The use of Impact Factor data has drawn some criticisms:

  • Claims that WoS has an Anglophone bias, and neglects work published in Iberio-Hispanic, African, and Asian journals.
  • Both the numerator and denominator of the expression appear "crisp" but really are "fuzzy". What constitutes a "citable" item has been shown to vary, and no effort is made to screen out citations to "uncitable" items.
  • Editors and authors can manipulate the IF calculation, by publishing more review articles which are read more than research reports.
  • Some editors have asked authors to revise manuscripts to include more citations from their journal.
  • IF data is available only from an expensive subscription database.
  • Publishers may report their journals's Impact Factor, but may not keep this number updated.

http://en.wikipedia.org/wiki/Impact_factor

Note: The Library does not have access to Journal Impact Factors.

Eigenfactor

Eigenfactor analysis is similar to the Page Rank algorithm used by Google to arrange search results by relevance.

It was derived by Carl and Theodore Bergstrom of the University of Washington.

In Page Rank, web sites having  numerous links to them  rank more highly than those that have fewer. The assumption is that each link is a kind of vote, and those sites for which many people have voted must be important to the query.

The Eigenfactor score ranks journals according to roughly the same principle. Journals with many citations from influential journals are rated as  influential themselves. Mathematical techniques of some complexity are used to determine the "Eigenvector" or measure of central tendency, and to rank the journals.
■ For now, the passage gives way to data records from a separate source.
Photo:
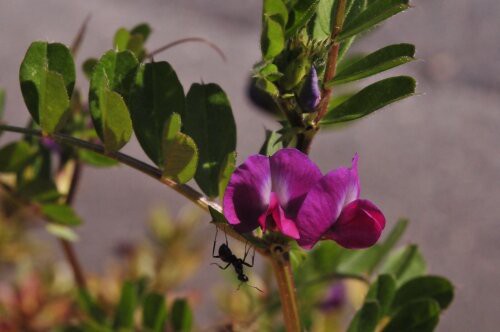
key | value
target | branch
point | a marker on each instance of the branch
(331, 65)
(187, 40)
(153, 172)
(305, 139)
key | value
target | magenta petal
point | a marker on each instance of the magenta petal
(286, 226)
(321, 208)
(247, 194)
(353, 187)
(293, 174)
(359, 225)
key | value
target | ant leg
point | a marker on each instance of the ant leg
(253, 257)
(221, 267)
(215, 242)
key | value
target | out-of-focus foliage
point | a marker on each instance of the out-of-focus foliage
(188, 136)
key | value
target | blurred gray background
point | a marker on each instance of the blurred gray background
(433, 158)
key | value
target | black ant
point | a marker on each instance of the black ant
(227, 256)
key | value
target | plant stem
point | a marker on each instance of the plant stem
(331, 64)
(67, 246)
(183, 189)
(304, 140)
(280, 260)
(187, 40)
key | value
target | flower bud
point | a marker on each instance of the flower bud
(310, 94)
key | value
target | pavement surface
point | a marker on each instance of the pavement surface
(433, 158)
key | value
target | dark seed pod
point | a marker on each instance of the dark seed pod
(310, 94)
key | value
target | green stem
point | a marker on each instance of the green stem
(280, 260)
(216, 48)
(67, 247)
(153, 172)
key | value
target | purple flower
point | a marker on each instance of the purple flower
(310, 95)
(335, 298)
(287, 193)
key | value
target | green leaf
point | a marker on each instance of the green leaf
(367, 260)
(217, 217)
(47, 76)
(277, 10)
(62, 232)
(376, 12)
(405, 264)
(60, 214)
(156, 95)
(109, 84)
(272, 143)
(383, 291)
(356, 7)
(88, 67)
(120, 40)
(371, 98)
(89, 305)
(210, 122)
(115, 120)
(301, 13)
(181, 316)
(416, 316)
(366, 318)
(227, 168)
(124, 315)
(434, 287)
(39, 190)
(154, 312)
(268, 87)
(2, 102)
(95, 159)
(272, 40)
(374, 63)
(179, 151)
(269, 72)
(114, 71)
(15, 156)
(142, 29)
(324, 19)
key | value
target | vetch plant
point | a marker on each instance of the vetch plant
(287, 193)
(307, 226)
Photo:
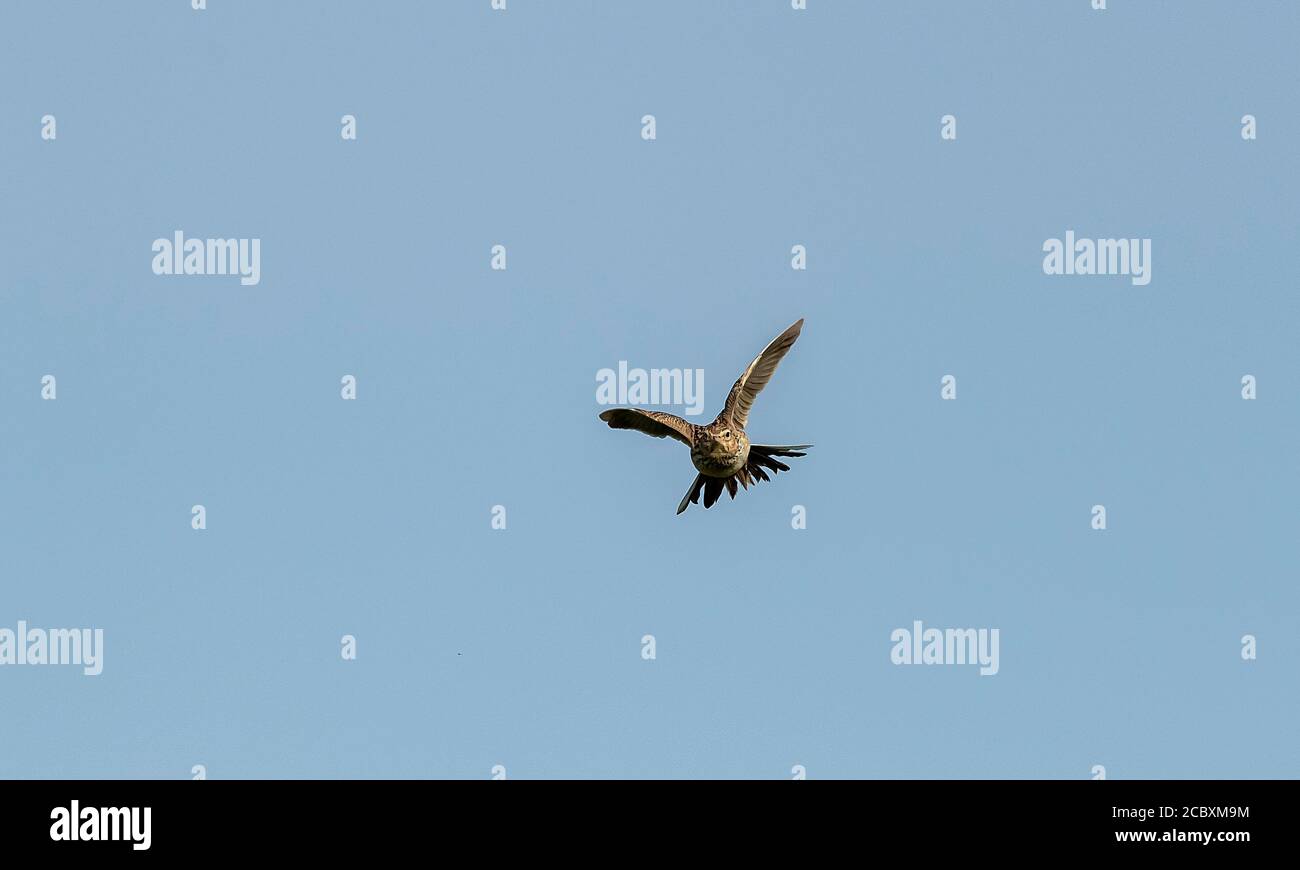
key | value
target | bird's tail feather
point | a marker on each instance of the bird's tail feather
(754, 470)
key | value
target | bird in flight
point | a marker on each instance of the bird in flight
(720, 450)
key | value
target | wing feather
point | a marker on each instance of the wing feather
(653, 423)
(759, 372)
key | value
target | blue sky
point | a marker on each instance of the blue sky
(477, 388)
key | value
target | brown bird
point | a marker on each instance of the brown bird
(720, 450)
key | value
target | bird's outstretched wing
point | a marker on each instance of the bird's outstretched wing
(755, 377)
(653, 423)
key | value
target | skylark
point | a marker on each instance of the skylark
(720, 450)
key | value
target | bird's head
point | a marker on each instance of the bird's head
(724, 441)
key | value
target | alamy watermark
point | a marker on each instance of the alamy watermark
(1099, 256)
(683, 386)
(945, 646)
(180, 255)
(82, 646)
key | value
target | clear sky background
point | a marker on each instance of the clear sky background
(477, 388)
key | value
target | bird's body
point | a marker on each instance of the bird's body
(720, 451)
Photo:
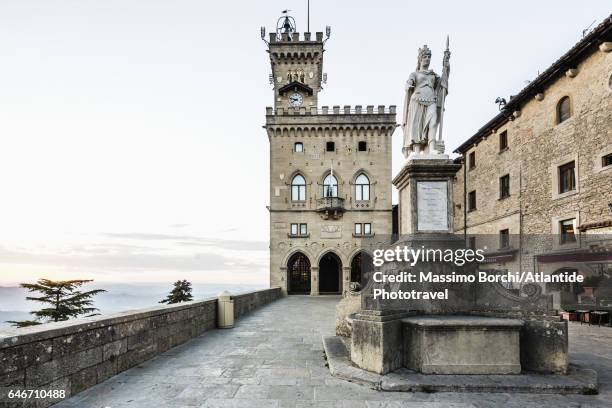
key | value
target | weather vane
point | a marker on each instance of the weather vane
(285, 24)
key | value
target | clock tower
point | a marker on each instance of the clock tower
(330, 172)
(297, 65)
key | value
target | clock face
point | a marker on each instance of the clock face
(296, 99)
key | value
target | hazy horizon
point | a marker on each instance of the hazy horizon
(132, 147)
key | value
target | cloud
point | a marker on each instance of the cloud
(191, 240)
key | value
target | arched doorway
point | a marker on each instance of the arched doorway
(298, 274)
(361, 266)
(330, 268)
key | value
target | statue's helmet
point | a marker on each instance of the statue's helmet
(422, 52)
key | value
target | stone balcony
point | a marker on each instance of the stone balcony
(330, 207)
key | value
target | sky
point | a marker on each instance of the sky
(131, 140)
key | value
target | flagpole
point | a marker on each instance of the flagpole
(308, 17)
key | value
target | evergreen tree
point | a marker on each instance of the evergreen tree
(63, 298)
(180, 293)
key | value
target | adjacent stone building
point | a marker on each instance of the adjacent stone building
(543, 166)
(330, 173)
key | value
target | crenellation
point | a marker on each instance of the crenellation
(336, 110)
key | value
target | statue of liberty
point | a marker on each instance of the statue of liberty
(424, 106)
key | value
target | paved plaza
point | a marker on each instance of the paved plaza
(274, 358)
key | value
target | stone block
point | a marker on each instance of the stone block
(83, 379)
(81, 341)
(106, 370)
(544, 346)
(462, 345)
(113, 349)
(135, 357)
(376, 341)
(130, 328)
(15, 378)
(20, 357)
(40, 374)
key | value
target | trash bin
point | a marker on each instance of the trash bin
(225, 310)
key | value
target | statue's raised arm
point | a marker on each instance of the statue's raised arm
(424, 106)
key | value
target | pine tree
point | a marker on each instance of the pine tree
(64, 300)
(180, 293)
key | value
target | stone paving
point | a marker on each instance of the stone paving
(274, 358)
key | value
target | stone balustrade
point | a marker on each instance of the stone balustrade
(76, 354)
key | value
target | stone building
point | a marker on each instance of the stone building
(330, 173)
(543, 166)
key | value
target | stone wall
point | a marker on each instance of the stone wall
(77, 354)
(537, 146)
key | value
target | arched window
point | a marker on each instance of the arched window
(362, 188)
(298, 188)
(298, 274)
(330, 186)
(563, 109)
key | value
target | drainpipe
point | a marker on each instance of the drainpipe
(464, 198)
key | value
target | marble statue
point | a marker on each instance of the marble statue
(424, 106)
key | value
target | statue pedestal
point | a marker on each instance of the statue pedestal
(425, 194)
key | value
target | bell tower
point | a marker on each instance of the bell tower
(297, 64)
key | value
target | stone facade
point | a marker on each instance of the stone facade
(314, 143)
(538, 143)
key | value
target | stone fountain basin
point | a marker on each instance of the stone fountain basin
(461, 344)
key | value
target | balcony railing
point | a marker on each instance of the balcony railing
(330, 204)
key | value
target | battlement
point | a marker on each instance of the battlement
(293, 38)
(335, 110)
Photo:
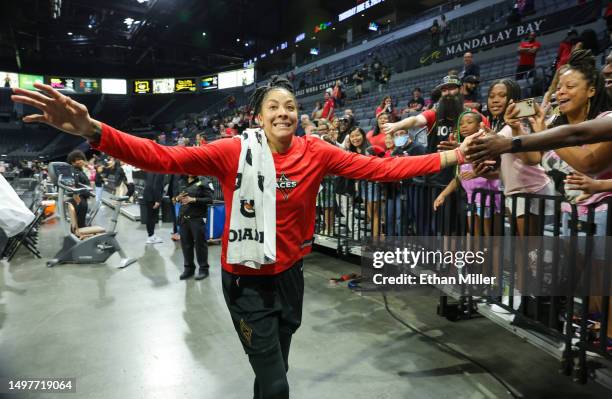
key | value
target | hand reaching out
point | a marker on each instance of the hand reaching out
(58, 110)
(580, 181)
(451, 144)
(439, 201)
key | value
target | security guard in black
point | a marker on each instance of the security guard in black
(195, 196)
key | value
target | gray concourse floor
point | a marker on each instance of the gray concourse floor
(140, 332)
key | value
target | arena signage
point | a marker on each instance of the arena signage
(549, 23)
(358, 8)
(501, 36)
(321, 87)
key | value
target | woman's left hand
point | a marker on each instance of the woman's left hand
(580, 181)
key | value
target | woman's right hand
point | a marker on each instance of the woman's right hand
(58, 110)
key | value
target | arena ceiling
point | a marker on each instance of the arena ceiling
(135, 38)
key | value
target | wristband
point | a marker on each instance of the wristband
(460, 156)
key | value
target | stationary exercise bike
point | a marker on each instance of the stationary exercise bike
(91, 244)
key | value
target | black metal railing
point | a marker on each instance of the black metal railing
(350, 211)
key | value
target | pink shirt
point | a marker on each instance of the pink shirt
(517, 176)
(480, 183)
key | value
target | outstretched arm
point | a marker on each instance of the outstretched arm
(356, 166)
(588, 132)
(67, 115)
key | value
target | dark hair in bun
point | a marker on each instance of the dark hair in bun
(583, 61)
(276, 82)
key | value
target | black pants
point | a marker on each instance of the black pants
(81, 211)
(266, 312)
(130, 191)
(151, 217)
(192, 236)
(174, 219)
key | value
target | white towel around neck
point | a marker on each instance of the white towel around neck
(253, 204)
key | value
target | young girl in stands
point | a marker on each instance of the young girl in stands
(376, 136)
(369, 191)
(286, 171)
(472, 178)
(519, 172)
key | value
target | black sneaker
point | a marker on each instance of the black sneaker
(202, 273)
(187, 273)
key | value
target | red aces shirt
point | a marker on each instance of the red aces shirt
(299, 172)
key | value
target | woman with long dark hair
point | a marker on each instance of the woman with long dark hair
(270, 179)
(520, 173)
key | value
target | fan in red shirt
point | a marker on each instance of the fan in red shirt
(328, 108)
(528, 50)
(265, 304)
(387, 106)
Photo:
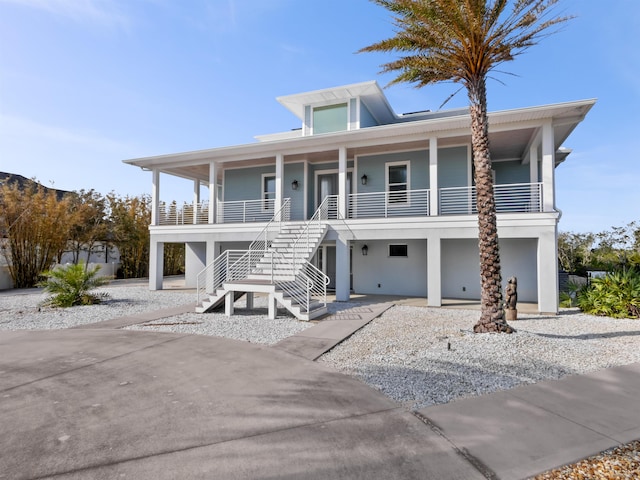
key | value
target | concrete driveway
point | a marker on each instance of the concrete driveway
(94, 404)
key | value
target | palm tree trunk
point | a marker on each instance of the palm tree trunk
(492, 312)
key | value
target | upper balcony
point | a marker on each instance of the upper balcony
(511, 198)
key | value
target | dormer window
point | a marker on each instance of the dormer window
(332, 118)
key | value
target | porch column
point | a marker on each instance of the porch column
(342, 182)
(213, 193)
(272, 309)
(434, 272)
(195, 260)
(343, 272)
(533, 163)
(155, 196)
(536, 203)
(279, 183)
(228, 303)
(196, 200)
(156, 264)
(548, 284)
(548, 161)
(211, 253)
(434, 195)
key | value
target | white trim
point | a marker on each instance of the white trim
(399, 245)
(470, 164)
(406, 163)
(262, 191)
(316, 200)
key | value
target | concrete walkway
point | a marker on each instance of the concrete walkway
(98, 402)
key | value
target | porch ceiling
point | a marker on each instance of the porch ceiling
(511, 132)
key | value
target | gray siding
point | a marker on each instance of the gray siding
(373, 166)
(511, 172)
(245, 183)
(453, 167)
(294, 171)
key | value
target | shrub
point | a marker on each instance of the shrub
(569, 298)
(615, 295)
(70, 285)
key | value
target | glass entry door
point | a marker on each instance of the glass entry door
(327, 185)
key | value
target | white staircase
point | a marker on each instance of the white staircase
(277, 264)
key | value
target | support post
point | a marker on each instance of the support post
(548, 164)
(548, 283)
(434, 272)
(156, 264)
(228, 303)
(249, 296)
(213, 193)
(342, 182)
(273, 306)
(155, 196)
(434, 194)
(279, 183)
(343, 252)
(196, 200)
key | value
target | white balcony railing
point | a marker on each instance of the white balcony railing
(172, 214)
(520, 197)
(247, 211)
(406, 203)
(515, 197)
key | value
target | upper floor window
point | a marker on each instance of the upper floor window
(398, 182)
(268, 191)
(332, 118)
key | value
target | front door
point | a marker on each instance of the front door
(327, 185)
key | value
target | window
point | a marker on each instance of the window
(268, 191)
(398, 250)
(398, 182)
(332, 118)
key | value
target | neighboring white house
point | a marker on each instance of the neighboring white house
(396, 196)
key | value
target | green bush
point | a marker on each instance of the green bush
(70, 285)
(615, 295)
(569, 298)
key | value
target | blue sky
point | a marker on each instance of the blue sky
(85, 84)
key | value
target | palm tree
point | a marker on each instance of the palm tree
(462, 41)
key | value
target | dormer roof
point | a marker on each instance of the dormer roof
(369, 92)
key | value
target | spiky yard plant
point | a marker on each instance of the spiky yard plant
(71, 285)
(463, 41)
(616, 295)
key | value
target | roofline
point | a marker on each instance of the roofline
(271, 148)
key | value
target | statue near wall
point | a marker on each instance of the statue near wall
(511, 299)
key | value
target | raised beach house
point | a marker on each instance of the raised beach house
(363, 200)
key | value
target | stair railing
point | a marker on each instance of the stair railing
(308, 284)
(262, 241)
(238, 264)
(313, 226)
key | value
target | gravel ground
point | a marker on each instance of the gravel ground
(425, 356)
(21, 310)
(618, 463)
(417, 356)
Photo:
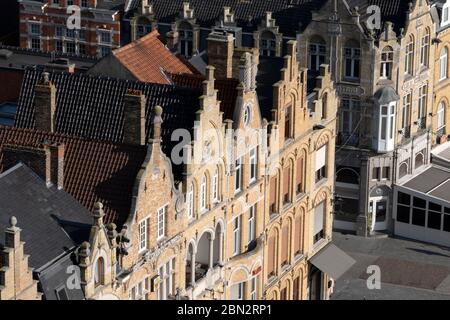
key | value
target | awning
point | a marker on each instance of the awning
(332, 261)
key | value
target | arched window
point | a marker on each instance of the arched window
(215, 186)
(409, 58)
(425, 49)
(203, 194)
(419, 161)
(99, 275)
(441, 116)
(324, 106)
(190, 201)
(268, 45)
(186, 39)
(403, 170)
(317, 53)
(387, 60)
(352, 56)
(443, 64)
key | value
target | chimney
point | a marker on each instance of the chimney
(47, 161)
(220, 53)
(134, 117)
(45, 104)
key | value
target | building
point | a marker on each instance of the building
(51, 26)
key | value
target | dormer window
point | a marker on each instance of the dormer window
(387, 60)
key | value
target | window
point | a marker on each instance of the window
(252, 224)
(443, 64)
(387, 61)
(238, 175)
(288, 123)
(35, 29)
(319, 214)
(425, 49)
(105, 37)
(143, 233)
(321, 155)
(253, 288)
(190, 201)
(99, 272)
(215, 186)
(273, 195)
(423, 94)
(237, 291)
(186, 40)
(317, 55)
(35, 43)
(161, 222)
(350, 118)
(352, 63)
(441, 116)
(167, 277)
(406, 112)
(253, 164)
(409, 58)
(268, 44)
(237, 235)
(203, 194)
(299, 175)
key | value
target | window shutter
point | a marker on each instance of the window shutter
(318, 218)
(321, 157)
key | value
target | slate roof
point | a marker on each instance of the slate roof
(248, 13)
(227, 92)
(92, 107)
(93, 171)
(52, 221)
(149, 60)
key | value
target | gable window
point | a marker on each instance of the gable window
(387, 61)
(186, 40)
(425, 49)
(317, 55)
(215, 186)
(203, 194)
(352, 56)
(319, 214)
(321, 155)
(237, 235)
(190, 201)
(253, 164)
(268, 44)
(288, 122)
(99, 272)
(443, 64)
(252, 224)
(161, 222)
(238, 175)
(409, 57)
(143, 235)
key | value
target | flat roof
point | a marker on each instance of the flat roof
(434, 181)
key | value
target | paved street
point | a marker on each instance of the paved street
(409, 269)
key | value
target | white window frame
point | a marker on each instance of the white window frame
(237, 235)
(252, 223)
(161, 222)
(143, 234)
(253, 164)
(443, 64)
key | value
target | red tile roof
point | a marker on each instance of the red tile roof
(148, 59)
(93, 171)
(227, 92)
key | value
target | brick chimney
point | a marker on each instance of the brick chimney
(46, 161)
(45, 104)
(134, 117)
(220, 53)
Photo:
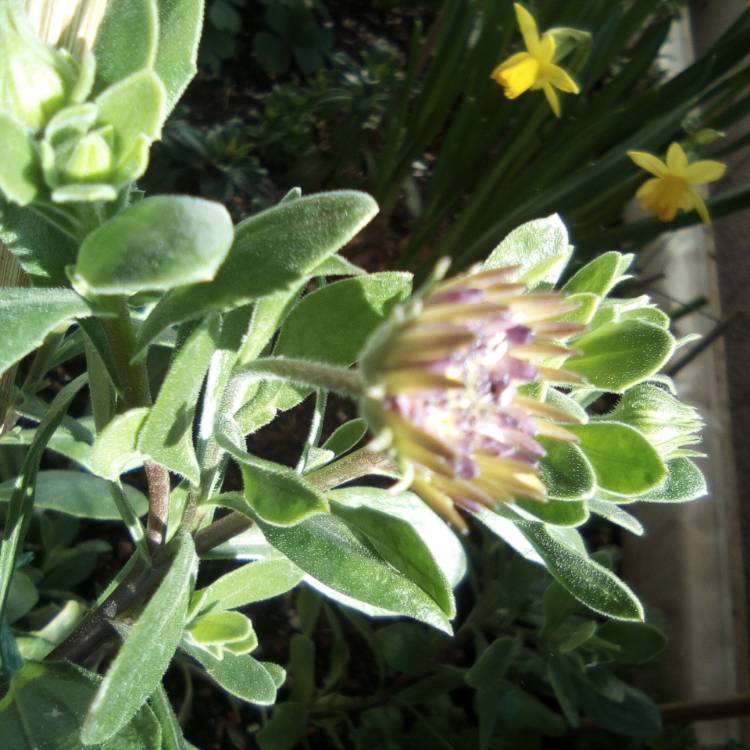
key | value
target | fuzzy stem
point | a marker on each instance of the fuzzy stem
(355, 465)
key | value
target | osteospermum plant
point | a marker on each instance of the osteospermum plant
(499, 398)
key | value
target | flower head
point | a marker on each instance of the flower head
(444, 380)
(670, 426)
(674, 182)
(535, 68)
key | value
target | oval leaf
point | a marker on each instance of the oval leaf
(272, 251)
(623, 460)
(326, 548)
(77, 494)
(616, 356)
(28, 315)
(158, 243)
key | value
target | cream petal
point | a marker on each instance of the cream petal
(676, 159)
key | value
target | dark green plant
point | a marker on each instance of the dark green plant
(297, 34)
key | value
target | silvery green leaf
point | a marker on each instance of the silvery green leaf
(539, 248)
(146, 652)
(615, 356)
(59, 693)
(272, 252)
(28, 315)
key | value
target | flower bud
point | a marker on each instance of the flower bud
(35, 79)
(669, 425)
Proponents of the Eigenfactor claim it overcomes some weaknesses in the Impact Factor method:

  •   data are gathered for five years
  •   access to an expensive subscription database is not needed. Scores are available free from:   www.eigenfactor.org
  •   the Eigenfactor organization also generates the Article Influence Score, to help ascertain the impact of a particular article, and so balance the general Eigenfactor score, which rates journals

The Eigenfactor analysis attempts to measure relative influence of journals. Extension of Eigenfactor scores to individuals or departments exceeds the aim of the metric.

Article Influence

The Article Influence determines the average influence of a journal's articles over the first five years after publication.  It is calculated by dividing a journal’s Eigenfactor Score by the number of articles in the journal, normalized as a fraction of all articles in all publications.  This measure is roughly analogous to the 5-Year Journal Impact Factor in that it is a ratio of a journal’s citation influence to the size of the journal’s article contribution over a period of five years.

The mean Article Influence Score is 1.00. A score greater than 1.00 indicates that each article in the journal has above-average influence. A score less than 1.00 indicates that each article in the journal has below-average influence.